EDIT: I just realised I never linked the actual articles, I do apologise:

http://gafferongames.com/game-physics/fix-your-timestep/

http://www.koonsolo.com/news/dewitters-gameloop/

See Lazy Foo's tutorials. First this one, then this one. Might want to look at this article also.

Eh so at the moment I am using the way in which you use GetTicks and then work out if its going too fast and then delay it if it is, the way the above tutorials show it.

I have read in quite a few places that its best to handle your animation and stuff like that using time passed instead of frames passed so I want to do it this way but cannot find anything on it.

Is that clearer?

Stiches you didnt post the articles in your post, I would love to see them though!

Thanks again

GetTicks is the amount of millliseconds since the program started.

if you in your update loop save the delta


int time = GetTicks();
int delta = time - lastTime;
lastTime = time; //last time is a variable that you save

//move something 15 units per second in x

float deltaSeconds = 0.01f *  delta; //ms to sec

myObject.x += 15 * deltaSeconds ;

If you hve low fps delta time will be high, if the fps is high delta time will be low.
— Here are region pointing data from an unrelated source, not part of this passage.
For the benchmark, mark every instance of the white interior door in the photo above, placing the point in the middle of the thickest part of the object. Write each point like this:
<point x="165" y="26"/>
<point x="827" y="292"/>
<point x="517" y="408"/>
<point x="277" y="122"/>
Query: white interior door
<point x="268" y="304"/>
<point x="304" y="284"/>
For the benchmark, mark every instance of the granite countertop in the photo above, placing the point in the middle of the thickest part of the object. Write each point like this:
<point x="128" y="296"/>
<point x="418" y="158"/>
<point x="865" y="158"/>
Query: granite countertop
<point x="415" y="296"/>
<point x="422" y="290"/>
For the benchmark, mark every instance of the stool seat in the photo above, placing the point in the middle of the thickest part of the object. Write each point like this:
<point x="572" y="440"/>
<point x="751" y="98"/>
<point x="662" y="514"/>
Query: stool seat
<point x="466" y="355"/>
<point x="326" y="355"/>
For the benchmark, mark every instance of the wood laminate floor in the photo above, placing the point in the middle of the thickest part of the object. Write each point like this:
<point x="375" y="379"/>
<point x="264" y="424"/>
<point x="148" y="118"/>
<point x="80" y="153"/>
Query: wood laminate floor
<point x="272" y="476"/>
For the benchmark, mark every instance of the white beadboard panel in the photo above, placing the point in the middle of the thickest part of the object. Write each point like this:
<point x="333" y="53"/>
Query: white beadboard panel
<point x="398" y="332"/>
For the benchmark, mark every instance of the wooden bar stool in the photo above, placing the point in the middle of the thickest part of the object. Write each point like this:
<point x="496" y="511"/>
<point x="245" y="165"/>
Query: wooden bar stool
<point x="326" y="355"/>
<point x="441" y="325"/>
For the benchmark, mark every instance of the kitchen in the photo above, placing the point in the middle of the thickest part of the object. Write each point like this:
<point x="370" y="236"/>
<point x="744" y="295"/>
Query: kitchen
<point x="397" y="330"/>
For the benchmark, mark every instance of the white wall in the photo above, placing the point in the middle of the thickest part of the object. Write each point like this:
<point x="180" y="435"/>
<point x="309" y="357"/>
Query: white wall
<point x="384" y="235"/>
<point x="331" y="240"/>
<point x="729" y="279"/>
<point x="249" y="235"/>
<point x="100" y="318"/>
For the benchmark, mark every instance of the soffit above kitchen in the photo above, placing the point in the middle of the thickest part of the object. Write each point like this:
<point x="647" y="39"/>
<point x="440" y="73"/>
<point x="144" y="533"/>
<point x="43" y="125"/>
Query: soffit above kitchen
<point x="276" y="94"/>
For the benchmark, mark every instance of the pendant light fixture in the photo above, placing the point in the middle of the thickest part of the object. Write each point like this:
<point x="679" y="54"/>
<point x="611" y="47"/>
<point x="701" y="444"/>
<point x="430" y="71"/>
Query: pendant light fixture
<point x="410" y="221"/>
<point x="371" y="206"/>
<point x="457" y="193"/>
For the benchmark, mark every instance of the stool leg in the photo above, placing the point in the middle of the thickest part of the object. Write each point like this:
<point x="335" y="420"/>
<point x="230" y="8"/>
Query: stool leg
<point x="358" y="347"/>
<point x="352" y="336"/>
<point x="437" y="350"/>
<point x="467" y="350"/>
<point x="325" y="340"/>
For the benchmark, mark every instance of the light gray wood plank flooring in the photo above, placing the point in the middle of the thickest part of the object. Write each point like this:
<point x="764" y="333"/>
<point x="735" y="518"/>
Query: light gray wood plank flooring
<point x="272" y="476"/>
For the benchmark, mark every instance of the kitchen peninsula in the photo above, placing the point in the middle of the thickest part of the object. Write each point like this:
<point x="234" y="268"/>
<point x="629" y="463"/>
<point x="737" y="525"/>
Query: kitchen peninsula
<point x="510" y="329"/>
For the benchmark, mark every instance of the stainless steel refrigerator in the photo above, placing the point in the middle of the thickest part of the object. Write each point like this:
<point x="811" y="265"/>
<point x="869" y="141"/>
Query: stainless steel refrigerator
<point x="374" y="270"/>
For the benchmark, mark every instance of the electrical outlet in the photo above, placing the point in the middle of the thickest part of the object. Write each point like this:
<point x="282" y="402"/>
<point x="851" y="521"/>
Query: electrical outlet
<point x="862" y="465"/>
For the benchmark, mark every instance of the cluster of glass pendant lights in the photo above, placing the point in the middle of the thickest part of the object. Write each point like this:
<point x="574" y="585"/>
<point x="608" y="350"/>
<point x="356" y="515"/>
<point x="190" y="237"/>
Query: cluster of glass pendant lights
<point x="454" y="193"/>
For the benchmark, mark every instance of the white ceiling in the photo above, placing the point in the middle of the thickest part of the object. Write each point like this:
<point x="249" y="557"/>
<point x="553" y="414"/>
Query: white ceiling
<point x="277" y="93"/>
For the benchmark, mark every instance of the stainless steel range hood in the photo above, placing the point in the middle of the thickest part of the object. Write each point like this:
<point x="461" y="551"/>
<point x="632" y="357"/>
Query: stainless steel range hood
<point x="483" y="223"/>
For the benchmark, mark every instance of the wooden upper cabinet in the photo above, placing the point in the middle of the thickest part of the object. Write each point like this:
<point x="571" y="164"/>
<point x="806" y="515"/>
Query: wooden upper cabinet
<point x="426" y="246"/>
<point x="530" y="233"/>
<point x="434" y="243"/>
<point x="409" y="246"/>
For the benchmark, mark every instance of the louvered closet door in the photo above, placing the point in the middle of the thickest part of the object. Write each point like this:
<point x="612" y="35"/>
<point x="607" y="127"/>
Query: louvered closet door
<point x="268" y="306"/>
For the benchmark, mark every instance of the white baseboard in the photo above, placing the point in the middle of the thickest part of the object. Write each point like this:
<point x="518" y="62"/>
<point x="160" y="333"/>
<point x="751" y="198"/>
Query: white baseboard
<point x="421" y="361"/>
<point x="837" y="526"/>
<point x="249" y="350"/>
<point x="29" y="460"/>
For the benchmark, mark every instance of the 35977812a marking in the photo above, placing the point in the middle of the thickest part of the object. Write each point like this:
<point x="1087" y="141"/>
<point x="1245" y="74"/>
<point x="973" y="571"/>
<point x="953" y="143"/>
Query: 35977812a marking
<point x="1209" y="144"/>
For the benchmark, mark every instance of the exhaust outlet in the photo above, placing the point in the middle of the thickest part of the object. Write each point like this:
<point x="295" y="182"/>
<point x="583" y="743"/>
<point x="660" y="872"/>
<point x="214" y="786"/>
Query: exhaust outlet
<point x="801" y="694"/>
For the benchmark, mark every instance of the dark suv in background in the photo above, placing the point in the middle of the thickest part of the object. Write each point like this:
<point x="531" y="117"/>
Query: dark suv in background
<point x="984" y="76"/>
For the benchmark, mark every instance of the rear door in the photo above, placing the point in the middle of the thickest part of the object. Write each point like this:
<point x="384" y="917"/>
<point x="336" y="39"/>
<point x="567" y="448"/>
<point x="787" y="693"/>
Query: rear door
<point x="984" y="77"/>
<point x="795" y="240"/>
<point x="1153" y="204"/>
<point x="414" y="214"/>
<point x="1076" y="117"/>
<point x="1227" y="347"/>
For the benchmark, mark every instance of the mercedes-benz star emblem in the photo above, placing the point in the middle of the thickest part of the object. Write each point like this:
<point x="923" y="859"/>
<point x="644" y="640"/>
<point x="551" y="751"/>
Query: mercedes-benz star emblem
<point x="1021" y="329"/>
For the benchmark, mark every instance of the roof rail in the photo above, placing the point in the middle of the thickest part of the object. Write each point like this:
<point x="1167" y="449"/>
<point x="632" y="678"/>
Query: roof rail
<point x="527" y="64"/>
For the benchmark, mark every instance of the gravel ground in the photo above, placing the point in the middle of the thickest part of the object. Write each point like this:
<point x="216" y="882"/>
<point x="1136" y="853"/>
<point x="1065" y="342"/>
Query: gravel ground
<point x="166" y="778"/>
Using delta time means the the the movent of myObject will be frame rate independatant.

Eh so at the moment I am using the way in which you use GetTicks and then work out if its going too fast and then delay it if it is, the way the above tutorials show it.

That's the way the first tutorial I linked to shows it, yes.

I have read in quite a few places that its best to handle your animation and stuff like that using time passed instead of frames passed so I want to do it this way but cannot find anything on it.

That's the way the second tutorial I linked to does it. smile.png

Thanks for both your posts, I finally have something to go on! :)

I did go through that tutorial Servant of the Lord but it confused me because as far as I can tell the timer was not delaying anything, it was just counting and resetting.

I am most definitely wrong, I just didn't understand it sorry

Thanks again!

No problem. If you don't understand any of it, let us know what parts and we can explain it.

I personally like to keep my 'deltas' as floats, with 1.0 being one second of time - I find them easier to manage that way.


amountToMoveThisFrame = (MovementSpeedOverOneSecond * deltaTime);

Oh so delay isn't actually used, that makes much more sense, thanks so much!